The Block welcomes Madison Brown, a doctoral student in the Department of Screen Cultures, as the museum’s 2023-2024 graduate interdisciplinary fellow. Madison Brown’s research explores the politics of amateur media cultures through theories of memory, domesticity, and everyday life. Madison holds an MA in Cinema Studies from the University of Toronto.
We took a moment to sit down with Madison to discuss her background and forthcoming work at the museum.
1. Can you tell us a bit about your background and your field of study?
I grew up north of Toronto in the city of Barrie, Ontario. I am the youngest of three kids, and most of my childhood was captured on videotape. Even then, I knew that the presence of the camcorder altered the way the whole family behaved; that watching home videos on the television screen provided new ways of understanding family dynamics. My undergrad experience was a veritable journey—exploring disciplines including creative writing, comparative literature, and philosophy—before I settled on a degree that most closely fit my fascination with home video: cinema studies. Now, as a PhD Candidate in Screen Cultures, my research explores everyday acts of “cleaning up” family memory, such as throwing out “bad” snapshot photos and recording over home video footage. Lucky for me, this research allows me to once again traverse other areas of inquiry, including art history, performance studies, and archive studies.

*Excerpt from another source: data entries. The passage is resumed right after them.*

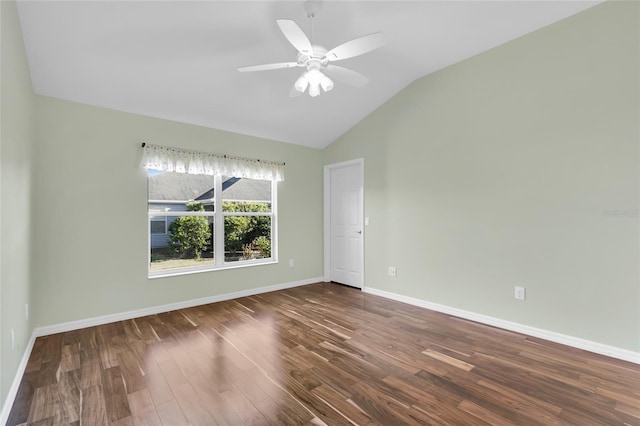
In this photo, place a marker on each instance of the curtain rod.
(224, 155)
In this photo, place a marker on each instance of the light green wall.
(499, 172)
(90, 213)
(16, 139)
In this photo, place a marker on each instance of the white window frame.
(165, 224)
(218, 234)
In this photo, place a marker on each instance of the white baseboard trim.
(13, 389)
(587, 345)
(122, 316)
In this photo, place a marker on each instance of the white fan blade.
(294, 93)
(267, 67)
(296, 36)
(346, 75)
(357, 46)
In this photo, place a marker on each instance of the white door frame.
(327, 216)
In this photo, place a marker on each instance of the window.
(202, 222)
(158, 225)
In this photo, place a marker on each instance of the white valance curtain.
(203, 163)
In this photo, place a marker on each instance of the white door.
(346, 232)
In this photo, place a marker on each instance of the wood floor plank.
(313, 355)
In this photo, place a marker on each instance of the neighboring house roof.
(184, 187)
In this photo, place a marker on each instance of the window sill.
(200, 269)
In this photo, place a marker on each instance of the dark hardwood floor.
(318, 354)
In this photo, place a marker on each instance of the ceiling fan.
(318, 61)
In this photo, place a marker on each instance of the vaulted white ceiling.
(177, 59)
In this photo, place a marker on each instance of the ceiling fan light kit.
(316, 59)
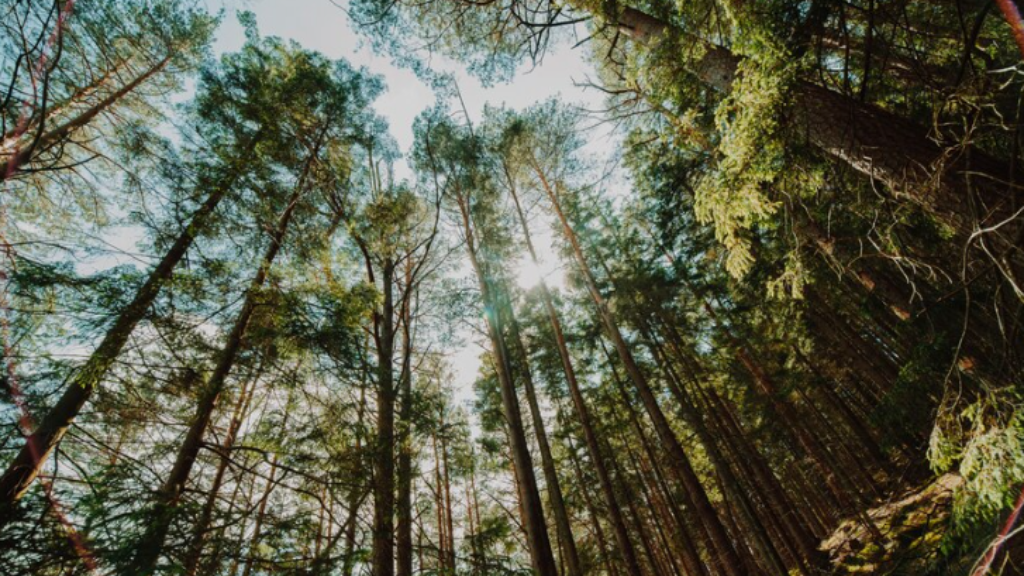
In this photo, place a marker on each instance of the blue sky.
(325, 27)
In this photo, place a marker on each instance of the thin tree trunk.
(403, 537)
(202, 526)
(168, 497)
(260, 517)
(38, 446)
(583, 413)
(725, 556)
(555, 497)
(537, 532)
(383, 542)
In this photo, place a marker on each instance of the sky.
(324, 26)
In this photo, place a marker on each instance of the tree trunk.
(206, 516)
(583, 413)
(26, 466)
(555, 498)
(403, 537)
(537, 532)
(170, 494)
(9, 167)
(383, 542)
(873, 141)
(725, 556)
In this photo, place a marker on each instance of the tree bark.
(555, 497)
(30, 459)
(169, 495)
(383, 541)
(873, 141)
(537, 532)
(583, 413)
(725, 556)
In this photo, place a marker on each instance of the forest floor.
(912, 522)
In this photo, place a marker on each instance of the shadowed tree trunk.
(27, 464)
(168, 497)
(724, 553)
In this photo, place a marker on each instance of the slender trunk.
(403, 537)
(440, 508)
(260, 518)
(383, 543)
(595, 521)
(537, 532)
(725, 556)
(206, 516)
(683, 533)
(728, 482)
(449, 512)
(38, 446)
(168, 497)
(348, 565)
(555, 497)
(583, 413)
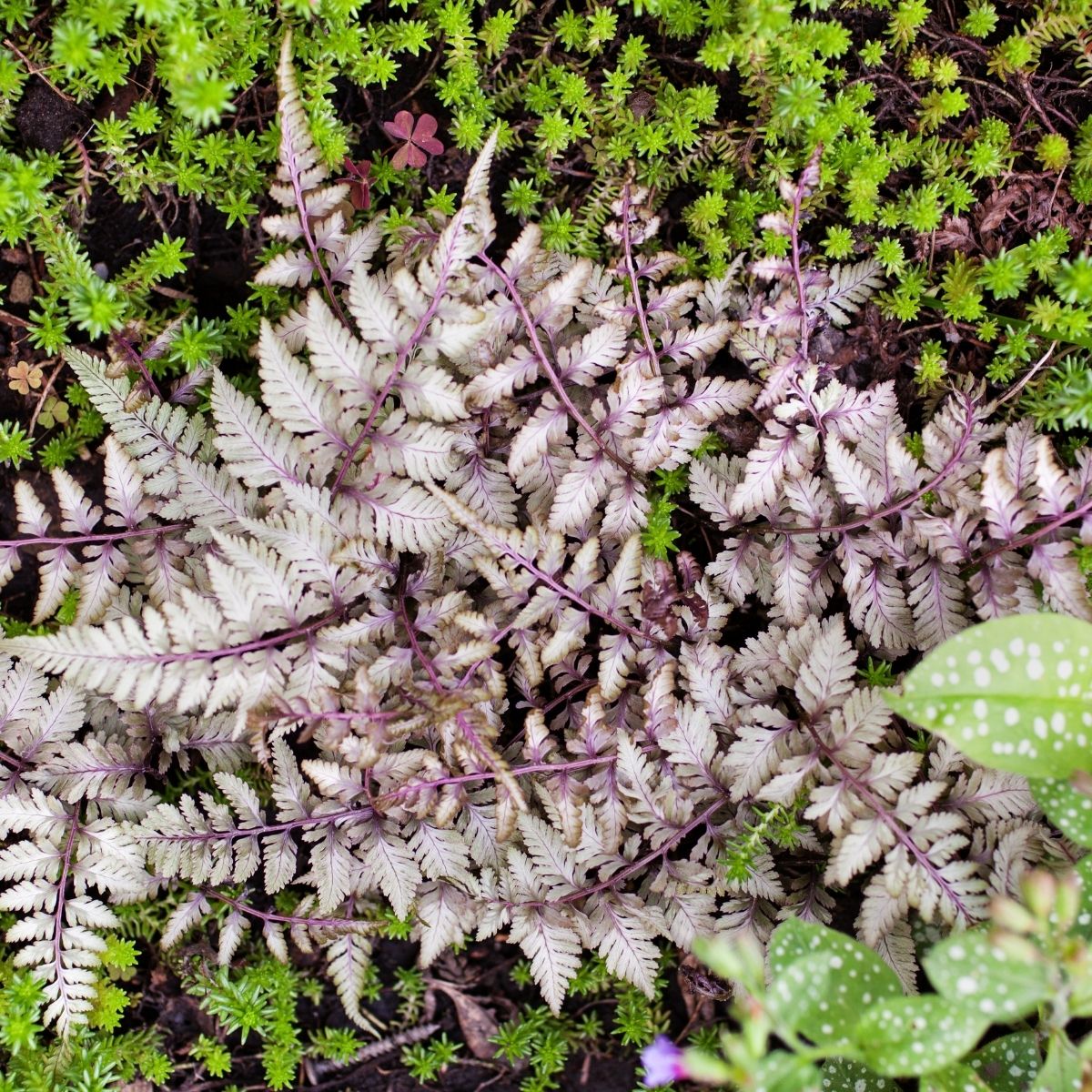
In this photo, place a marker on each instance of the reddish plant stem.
(520, 771)
(642, 318)
(895, 506)
(1036, 535)
(900, 833)
(290, 920)
(305, 224)
(59, 911)
(94, 540)
(399, 364)
(634, 866)
(555, 380)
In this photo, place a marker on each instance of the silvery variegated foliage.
(405, 590)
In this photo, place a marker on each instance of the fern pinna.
(405, 592)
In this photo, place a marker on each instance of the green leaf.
(1068, 808)
(1062, 1071)
(1015, 693)
(955, 1079)
(909, 1036)
(967, 970)
(1084, 871)
(1008, 1064)
(844, 1075)
(824, 980)
(780, 1071)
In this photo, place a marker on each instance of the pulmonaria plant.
(410, 579)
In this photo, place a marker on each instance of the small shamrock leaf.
(25, 377)
(1015, 693)
(904, 1036)
(966, 969)
(418, 136)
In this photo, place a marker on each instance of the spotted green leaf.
(1068, 808)
(955, 1079)
(1062, 1071)
(824, 980)
(781, 1071)
(1008, 1064)
(1015, 693)
(904, 1036)
(844, 1075)
(967, 970)
(1084, 869)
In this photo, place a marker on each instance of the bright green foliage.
(91, 1062)
(545, 1042)
(258, 1002)
(660, 538)
(15, 446)
(430, 1062)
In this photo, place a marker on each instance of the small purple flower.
(663, 1063)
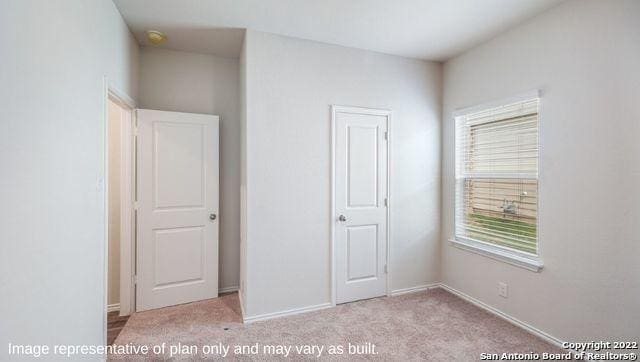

3. What interests you about working within an art museum?
As a proud first-generation college student, I have always valued the educational role that art museums play in their communities. I love that museums are a space to incubate ideas, begin conversations, and develop ideas – as well as a place of reflection. This relationship between the shared and the personal is so central to my own research, and it is also what excites me about museum work. Plus, bringing together diverse and sometimes counterintuitive viewpoints to understand a larger theoretical concept is, for me, like a jigsaw puzzle. And I love puzzles.
4. What will you be focusing on while you are here?
As the Block’s Interdisciplinary Graduate Fellow, I am very excited to be curating a small exhibition on a concept that I spend a lot of time considering: the un-visible. Seeing is believing, it is often said, but so much of our experience and knowledge is shaped by what we cannot or do not see. But how exactly do we understand the role of the un-visible in visual culture? I am at a very early stage in the development process, as the show goes up in April 2024, but I am currently toying with the many ways that artists attempt to make the un-visible visible, as well as how the un-visible is invoked as a tactic of refusal.
5. What drew you to the Block Museum’s mission, exhibitions, and collection?
When I first arrived at Northwestern in 2017, the Block had just opened William Blake and the Age of Aquarius. As a young poet (you can laugh!), I was mad about Blake’s The Marriage of Heaven and Hell, and the scope of this show blew my mind. Far from merely rehashing the well-known (albeit amazing) works of an Englishman from the 18th century, this exhibition spanned Blake’s visual and literary influence across centuries, continents, and cultures. Ever since, I have kept coming back for similar reasons: the Block’s shows consistently deepen what I already know and provide new foundations for future discoveries.
7. Is there anything upcoming at the Block Museum or Northwestern you are particularly excited about?
I’m really looking forward to Rosalie Favell: Indigenous Artists Facing the Camera which opens this fall. In our contemporary social media landscape, it is increasingly easy to take self-presentation for granted: that we can look the way we want to and be seen through that self-determined frame. However, the fact remains that dominant institutions—museums and universities among them—have long excluded and vastly misrepresented Indigenous peoples and other marginalized communities. Favell’s photo project provides a vibrant corrective, celebrating the diversity of contemporary Indigenous artists on their own terms, and showcasing the importance of heritage as an ongoing project.